Last night for the first time I slept in the second room of my house. It is the room where until now I have been keeping my clothes and I guess would be the actual bedroom. And now IS the bedroom! It's destiny has been fulfilled. It was a bit like going on holiday, to sleep in a different room. There were no mosquitoes in there though so it was a better option than the loungeroom where I have been unrolling my futon every night until now. I left the window open because it is quite humid nowadays and during the night it started bucketing down. Japanese houses don't really do the eaves thing, so the rain just came straight through the flyscreen and I woke up with a moist doona. The rain is so noisy, even though I have a floor above me so I don't get the rain on the roof noises, there were all kinds of loud dripping and drumming noises going on. It rained like this from 6am when I woke up initally until 9am when I left for the station. When I reached the station it stopped of course. I guess because of the rain, this country is so green. Everything is green green green, even the rice paddys have been planted now so they are sprouting green fuzz. And there are frogs everywhere, big ones, little ones and they are so noisy. At night unless I am really buggered it is hard to get to sleep because they are all out there creaking and croaking away in all their different languages. When I go for a walk they jump onto my legs and scare the hell out of me, or jump under my foot and make a murderer out of me. (Do we call that amphibicide?) There are some really big ugly ones too that remind me of cane toads, I saw a flat one on the road yesterday and smirked at it, even if they aren't pests here I still feel disgust towards them. The air always smells like rain, even when it isn't raining. Except of course when one of my pyromaniac neighbours is burning their rubbish under my window.

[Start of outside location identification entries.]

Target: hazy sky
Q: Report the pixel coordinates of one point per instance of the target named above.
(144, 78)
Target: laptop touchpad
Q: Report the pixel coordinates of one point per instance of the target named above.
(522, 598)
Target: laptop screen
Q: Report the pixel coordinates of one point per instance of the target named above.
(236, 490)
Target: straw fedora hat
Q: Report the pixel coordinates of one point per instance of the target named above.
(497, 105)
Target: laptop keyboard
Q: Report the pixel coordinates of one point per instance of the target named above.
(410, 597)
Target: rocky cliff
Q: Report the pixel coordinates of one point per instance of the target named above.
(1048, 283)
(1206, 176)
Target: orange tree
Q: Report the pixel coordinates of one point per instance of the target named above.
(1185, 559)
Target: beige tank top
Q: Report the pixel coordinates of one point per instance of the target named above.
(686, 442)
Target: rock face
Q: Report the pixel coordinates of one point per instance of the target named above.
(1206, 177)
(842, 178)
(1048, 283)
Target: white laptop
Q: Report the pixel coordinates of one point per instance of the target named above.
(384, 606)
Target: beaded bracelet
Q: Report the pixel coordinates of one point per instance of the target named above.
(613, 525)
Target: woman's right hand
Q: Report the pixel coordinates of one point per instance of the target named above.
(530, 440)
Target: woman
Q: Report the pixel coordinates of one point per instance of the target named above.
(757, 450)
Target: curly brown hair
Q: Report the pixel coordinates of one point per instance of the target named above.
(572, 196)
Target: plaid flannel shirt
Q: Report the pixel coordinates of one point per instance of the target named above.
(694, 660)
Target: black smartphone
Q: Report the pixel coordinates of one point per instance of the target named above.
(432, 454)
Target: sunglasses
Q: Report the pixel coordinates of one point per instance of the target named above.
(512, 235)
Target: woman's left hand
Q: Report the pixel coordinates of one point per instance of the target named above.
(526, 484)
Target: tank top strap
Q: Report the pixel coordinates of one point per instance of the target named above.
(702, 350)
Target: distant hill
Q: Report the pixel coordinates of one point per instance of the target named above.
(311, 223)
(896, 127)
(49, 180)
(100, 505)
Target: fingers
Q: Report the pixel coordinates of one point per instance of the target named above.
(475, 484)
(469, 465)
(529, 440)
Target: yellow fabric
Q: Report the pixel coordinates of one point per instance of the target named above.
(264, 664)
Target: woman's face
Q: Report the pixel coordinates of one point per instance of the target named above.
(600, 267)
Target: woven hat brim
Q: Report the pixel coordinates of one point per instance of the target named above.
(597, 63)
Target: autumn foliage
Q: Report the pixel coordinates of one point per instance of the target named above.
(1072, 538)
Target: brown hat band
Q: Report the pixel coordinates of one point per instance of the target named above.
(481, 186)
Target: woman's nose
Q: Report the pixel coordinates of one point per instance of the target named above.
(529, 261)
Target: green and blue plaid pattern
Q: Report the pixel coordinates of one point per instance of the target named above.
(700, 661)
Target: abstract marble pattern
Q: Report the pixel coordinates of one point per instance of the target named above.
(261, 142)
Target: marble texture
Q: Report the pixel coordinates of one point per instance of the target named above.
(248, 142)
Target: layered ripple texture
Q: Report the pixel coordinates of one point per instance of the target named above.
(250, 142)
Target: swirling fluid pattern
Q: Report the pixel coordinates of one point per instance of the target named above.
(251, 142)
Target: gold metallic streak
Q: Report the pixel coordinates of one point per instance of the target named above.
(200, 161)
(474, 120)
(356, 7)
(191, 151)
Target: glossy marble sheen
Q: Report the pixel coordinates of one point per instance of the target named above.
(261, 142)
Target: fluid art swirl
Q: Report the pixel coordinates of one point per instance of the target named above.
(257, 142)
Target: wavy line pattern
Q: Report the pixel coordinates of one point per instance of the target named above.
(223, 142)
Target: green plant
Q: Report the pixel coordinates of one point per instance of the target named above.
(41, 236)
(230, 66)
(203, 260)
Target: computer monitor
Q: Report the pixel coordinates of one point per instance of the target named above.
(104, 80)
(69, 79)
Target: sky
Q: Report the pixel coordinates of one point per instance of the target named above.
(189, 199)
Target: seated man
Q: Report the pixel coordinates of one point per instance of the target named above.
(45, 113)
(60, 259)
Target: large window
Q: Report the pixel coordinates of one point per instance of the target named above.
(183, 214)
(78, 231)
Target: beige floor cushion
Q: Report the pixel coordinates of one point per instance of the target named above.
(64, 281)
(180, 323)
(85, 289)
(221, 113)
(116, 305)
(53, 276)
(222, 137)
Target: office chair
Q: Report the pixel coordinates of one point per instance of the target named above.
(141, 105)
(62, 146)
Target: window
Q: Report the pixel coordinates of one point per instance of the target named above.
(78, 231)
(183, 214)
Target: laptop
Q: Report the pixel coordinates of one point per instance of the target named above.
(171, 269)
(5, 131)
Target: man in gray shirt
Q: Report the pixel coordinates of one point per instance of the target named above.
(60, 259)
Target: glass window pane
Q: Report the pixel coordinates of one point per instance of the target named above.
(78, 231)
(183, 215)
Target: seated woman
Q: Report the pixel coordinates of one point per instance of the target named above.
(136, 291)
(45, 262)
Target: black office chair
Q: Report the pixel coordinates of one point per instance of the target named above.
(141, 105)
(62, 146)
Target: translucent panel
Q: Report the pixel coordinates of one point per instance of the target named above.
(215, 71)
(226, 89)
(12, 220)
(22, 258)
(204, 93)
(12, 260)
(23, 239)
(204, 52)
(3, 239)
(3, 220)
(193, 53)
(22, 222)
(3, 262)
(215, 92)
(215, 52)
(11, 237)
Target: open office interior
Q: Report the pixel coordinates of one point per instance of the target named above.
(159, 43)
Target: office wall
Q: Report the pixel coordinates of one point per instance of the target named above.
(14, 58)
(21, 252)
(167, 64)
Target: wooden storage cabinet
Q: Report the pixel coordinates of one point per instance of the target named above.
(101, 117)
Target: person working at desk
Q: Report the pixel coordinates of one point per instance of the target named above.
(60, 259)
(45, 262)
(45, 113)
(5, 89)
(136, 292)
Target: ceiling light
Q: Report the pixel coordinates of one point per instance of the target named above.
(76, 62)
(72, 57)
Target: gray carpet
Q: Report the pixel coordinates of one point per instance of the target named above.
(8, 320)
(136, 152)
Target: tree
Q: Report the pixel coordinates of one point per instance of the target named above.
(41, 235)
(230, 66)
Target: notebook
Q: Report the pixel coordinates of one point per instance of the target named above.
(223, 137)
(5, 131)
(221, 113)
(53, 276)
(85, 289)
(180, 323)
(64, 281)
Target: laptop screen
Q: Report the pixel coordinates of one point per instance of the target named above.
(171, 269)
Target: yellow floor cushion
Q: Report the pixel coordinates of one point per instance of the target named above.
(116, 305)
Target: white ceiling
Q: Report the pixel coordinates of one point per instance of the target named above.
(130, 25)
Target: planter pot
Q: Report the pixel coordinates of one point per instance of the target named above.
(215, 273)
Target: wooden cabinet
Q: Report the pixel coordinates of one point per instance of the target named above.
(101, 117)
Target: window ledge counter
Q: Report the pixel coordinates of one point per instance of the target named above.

I don't know anything about rice growing. Over the last month people have slowing been filling thier small fields with what looks like long grass in painstakingly straight rows which they acheive with a funny little ride on sewing machine. The fields aren't that big so I wonder how they justify the cost of purchasing such a machine. Most people have a field probably the size of 2 cricket pitches. Althogh perhaps they have more than one field in differnet areas. It's not like the country in Australia where one persons's property stretches over 100s of kilometres, here the land is all divided up, and dotted in between houses of families who have no interest in farming there will be a paddy field which is tended by someone who lives in the next suburb. I only ever see old people working in the fields. So I cannot tell if the fields are a hobby to keep grandma and grandpa busy, or if they are actual income for the family and when the older people die the family will keep it going. It seems a big stretch for salaryman Bob to quit his highly paid suit job and go trudge around in a rice paddy all day. And I also don't know where the rice goes. Is this the rice that ends up on the supermarket shelf or is this just for their own personal consumption? I don't know how much rice one tiny little paddy like that can yield, it doesn't seem like it would be very profitable. Perhaps all these issues are the reason why the rice farmers are so well subsidised and protected by the government. There is no imported rice in Japan and there is not likely to be any. Without the guaranteed market and heavy subsidies, how could such small farmers turn a profit? So good luck Little Johnny trying to get Koizumi to let you export Aussie rice here.

3 comments:

Anonymous said...

On a completely different topic, saw the Japanese Prime Minester (or whatever) with his rock star hair doing an Elvis impersonation at grace land with Dubbya. I thought "how cool is that guy, leader or a socially repressed country and here he is karaoki (Or how ever you spell it)style on international TV, cool."

Tallgirl said...

Aha, yeah Koizumi has been in the news here with that smarmy Bush ushering him around Graceland. It's not such a big stretch for the PM to be seen singing karaoke since everyone does it here. Even the most stoic of company bosses will sing anything after a few amber ales with the boys after work. What is it with the Elvis thing? I just don't get it.

Anonymous said...

I don't get the Elvis thing either. Maybe he is rock and roll with out the offensiveness of modern rock. Which is strange because in his day he was hated by adults. This might be the generation the grew up with him. And you have to remember that other rock god (like Hendrix)have died early so you don't have the massive playlists of Elvis or the lives to celebrate.